Celery to Chew On
Posted on Wed 06 May 2020 in hints-and-kinks • 7 min read
Asynchronous Celery tasks that manipulate a MySQL/Galera database from a Django application can produce very interesting behavior when HAProxy is involved.
Some basics
When you’re running a Django application, the following things are all pretty commonplace:
- You use MySQL or MariaDB as your Django database backend.
- You don’t run a single standalone MySQL/MariaDB instance, but a Galera cluster.

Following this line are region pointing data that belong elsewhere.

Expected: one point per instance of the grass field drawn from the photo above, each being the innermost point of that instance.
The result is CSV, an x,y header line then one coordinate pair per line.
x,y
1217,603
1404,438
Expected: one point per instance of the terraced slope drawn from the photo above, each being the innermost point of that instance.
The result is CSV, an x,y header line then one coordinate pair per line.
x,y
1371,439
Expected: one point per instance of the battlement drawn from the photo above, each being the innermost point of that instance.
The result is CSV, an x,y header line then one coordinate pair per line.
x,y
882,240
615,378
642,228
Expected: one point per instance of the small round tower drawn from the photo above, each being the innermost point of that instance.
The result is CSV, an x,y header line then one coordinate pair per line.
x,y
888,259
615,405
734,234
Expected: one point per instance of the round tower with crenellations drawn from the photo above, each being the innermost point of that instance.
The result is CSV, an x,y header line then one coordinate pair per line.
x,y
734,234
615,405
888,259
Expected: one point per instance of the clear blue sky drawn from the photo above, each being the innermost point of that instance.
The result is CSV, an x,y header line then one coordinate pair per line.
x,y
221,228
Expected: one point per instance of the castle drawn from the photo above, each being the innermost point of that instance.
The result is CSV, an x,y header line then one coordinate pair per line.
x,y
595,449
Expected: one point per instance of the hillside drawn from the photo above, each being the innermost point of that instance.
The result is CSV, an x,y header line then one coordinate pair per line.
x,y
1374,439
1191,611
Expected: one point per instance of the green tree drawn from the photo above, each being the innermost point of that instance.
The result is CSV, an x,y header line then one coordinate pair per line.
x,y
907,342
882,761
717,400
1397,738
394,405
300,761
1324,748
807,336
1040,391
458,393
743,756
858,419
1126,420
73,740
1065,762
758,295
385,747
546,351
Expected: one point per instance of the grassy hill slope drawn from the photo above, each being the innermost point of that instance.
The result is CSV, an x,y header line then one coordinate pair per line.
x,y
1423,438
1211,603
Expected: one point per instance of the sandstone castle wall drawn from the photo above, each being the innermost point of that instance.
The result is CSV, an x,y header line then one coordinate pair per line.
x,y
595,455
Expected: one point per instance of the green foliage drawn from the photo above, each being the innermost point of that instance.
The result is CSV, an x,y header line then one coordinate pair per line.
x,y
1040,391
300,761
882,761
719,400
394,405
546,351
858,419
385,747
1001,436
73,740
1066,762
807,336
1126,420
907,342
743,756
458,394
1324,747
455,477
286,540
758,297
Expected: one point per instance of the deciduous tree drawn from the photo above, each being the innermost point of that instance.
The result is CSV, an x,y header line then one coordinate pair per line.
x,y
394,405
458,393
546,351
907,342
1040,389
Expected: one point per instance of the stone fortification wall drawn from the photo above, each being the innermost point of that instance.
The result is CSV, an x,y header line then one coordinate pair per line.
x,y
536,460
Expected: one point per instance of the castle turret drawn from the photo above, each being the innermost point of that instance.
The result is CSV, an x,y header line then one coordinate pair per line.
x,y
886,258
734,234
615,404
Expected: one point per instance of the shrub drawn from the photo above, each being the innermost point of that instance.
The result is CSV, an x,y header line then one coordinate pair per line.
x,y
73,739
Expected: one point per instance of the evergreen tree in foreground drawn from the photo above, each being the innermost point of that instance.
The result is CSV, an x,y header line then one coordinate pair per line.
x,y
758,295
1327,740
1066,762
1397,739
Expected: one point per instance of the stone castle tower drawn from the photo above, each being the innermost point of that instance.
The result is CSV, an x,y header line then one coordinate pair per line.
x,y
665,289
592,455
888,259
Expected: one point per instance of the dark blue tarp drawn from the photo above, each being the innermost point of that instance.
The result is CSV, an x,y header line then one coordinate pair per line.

- You run asynchronous tasks in Celery.
This way, if you have a complex operation in your application, you don’t necessarily have to handle it in your latency-critical request codepath. Instead, you can have something like this:
from celery import Task
class ComplexOperation(Task)
"""Task that does very complex things"""
def run(self, **kwargs):
# ... lots of interesting things
… and then from your view (or management command, or whatever), you can invoke this like so:
from .tasks import ComplexOperation
def some_path(request):
"""/some_path URL that receives a request for an asynchronous ComplexOperation"""
# ...
# Asynchronously process ComplexOperation
ComplexOperation.delay(pk=request.GET['id'])
# ...
What this means is that the code defined in ComplexOperation
’s
run()
method can run asynchronously, while the HTTP request to
/some_path
can immediately return a response. You can then fetch the
asynchronous task’s result in a later request, and present it to the
user.
(Note that there are other ways to invoke Celery tasks; getting into those in detail is not the point of this article.)
MySQL/Galera via HAProxy
Now, let’s inject another item into the setup. Suppose your application doesn’t talk to your Galera cluster directly, but via HAProxy. That’s not exactly unheard of; in fact it’s an officially documented HA option for Galera.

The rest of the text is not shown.